Der Leipziger Politikwissenschaftler Hendrik Träger.

Quelle: Christian Modla

Berlin - . Der große Erfolg der AfD im Osten geht für den Leipziger Politikwissenschaftler Hendrik Träger auch auf die geringe Treue der Wähler zu den etablierten Parteien zurück. „Die Wähler sind hier eher zum Wechsel bereit. Starke Parteiloyalitäten, wie wir sie lange aus dem Westen kennen, hat es hier im Osten nach dem Mauerfall nie gegeben“, sagte Träger nach der Bundestagswahl am Sonntag. „In den neuen Ländern sind die Bürger eher bereit, auch mal Extreme zu wählen.“ Somit fielen die politischen Ausschläge deutlicher aus.

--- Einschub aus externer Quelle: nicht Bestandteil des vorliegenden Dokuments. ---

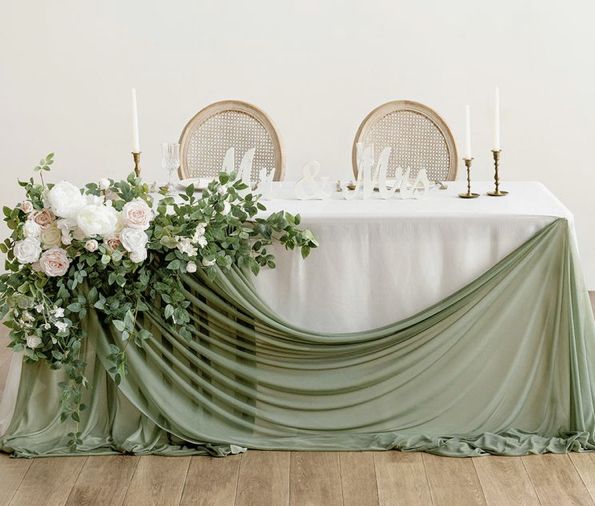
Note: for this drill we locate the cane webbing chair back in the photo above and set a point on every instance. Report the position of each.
(230, 123)
(418, 136)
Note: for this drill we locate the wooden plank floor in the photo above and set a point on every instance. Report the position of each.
(297, 478)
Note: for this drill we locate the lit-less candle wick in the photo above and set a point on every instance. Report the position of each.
(135, 136)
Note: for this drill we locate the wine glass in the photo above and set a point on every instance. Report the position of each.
(170, 161)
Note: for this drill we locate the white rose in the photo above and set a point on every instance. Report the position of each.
(54, 262)
(65, 226)
(97, 220)
(139, 255)
(133, 239)
(26, 206)
(137, 214)
(91, 245)
(31, 229)
(33, 342)
(78, 234)
(95, 200)
(65, 199)
(27, 251)
(51, 237)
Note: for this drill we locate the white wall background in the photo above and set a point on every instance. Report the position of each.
(317, 67)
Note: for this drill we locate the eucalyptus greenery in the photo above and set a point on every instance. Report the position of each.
(44, 303)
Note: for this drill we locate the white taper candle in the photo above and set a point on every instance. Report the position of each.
(468, 132)
(497, 120)
(135, 136)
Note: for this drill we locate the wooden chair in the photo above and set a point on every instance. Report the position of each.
(230, 123)
(419, 137)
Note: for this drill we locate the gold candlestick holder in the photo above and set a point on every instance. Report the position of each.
(497, 191)
(136, 158)
(469, 194)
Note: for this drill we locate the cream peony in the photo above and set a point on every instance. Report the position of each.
(51, 237)
(137, 214)
(31, 229)
(65, 199)
(54, 262)
(96, 219)
(26, 206)
(91, 245)
(27, 251)
(133, 239)
(138, 256)
(33, 342)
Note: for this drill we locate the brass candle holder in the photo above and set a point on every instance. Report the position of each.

Bei der Wahl am Sonntag waren die Rechtskonservativen mit rund 22 Prozent stärkste Kraft im Osten nach der Union geworden. Bundesweit kam die AfD auf Platz drei.

Laut Hochrechnung von Infratest dimap stimmten 21,6 Prozent für die AfD. Die Linke verlor deutlich und ist mit 16,2 Prozent auf Platz drei gerutscht. Noch vor vier Jahren hatte die AfD im Osten 5,9, die Linke lag bei 22,7 Prozent. Die CDU wurde mit rund 27 Prozent stärkste Kraft im Osten, die SPD kam auf knapp 15 Prozent.

Zu den bestimmenden Gründen für das gute Ergebnis der AfD nannte Träger an erster Stelle die Flüchtlingsdebatte. Sie habe der AfD den entscheidenden Auftrieb gegeben und in den neuen Ländern einen Nerv getroffen. „Im Osten herrscht teilweise die Wahrnehmung, dass für die Flüchtlinge alles getan werde, aber die Einheimischen vernachlässigt würden“, sagte Träger.

Zugespitzt laute die Frage dazu bei vielen: „Warum die und nicht wir?“. Zwar fehle diesem verbreiteten Empfinden die reale Grundlage. „Aber Politik hat eben viel mit der subjektiven Wahrnehmung zu tun“, sagte der Leipziger Politikwissenschaftler.

Bei den AfD-Wählern spiele Ideologie eine nachgeordnete Rolle. „An erster Stelle steht die Unzufriedenheit mit den Regierungsparteien – mit "denen in Berlin".“ Auch die Erwartungen an die AfD an konkreter Arbeit als Oppositionspartei im Bundestag seien eher gering. „Es geht in erster Linie um Protest und Unmutsäußerung.“

Eine neue Diskussion über den Zustand der Einheit werde aber der AfD-Erfolg nicht auslösen. „Die AfD hat in ihrem Wahlprogramm zum Osten keine Position und versteht sich auch nicht als Ostpartei“, sagt der Wissenschaftler der Universität Leipzig.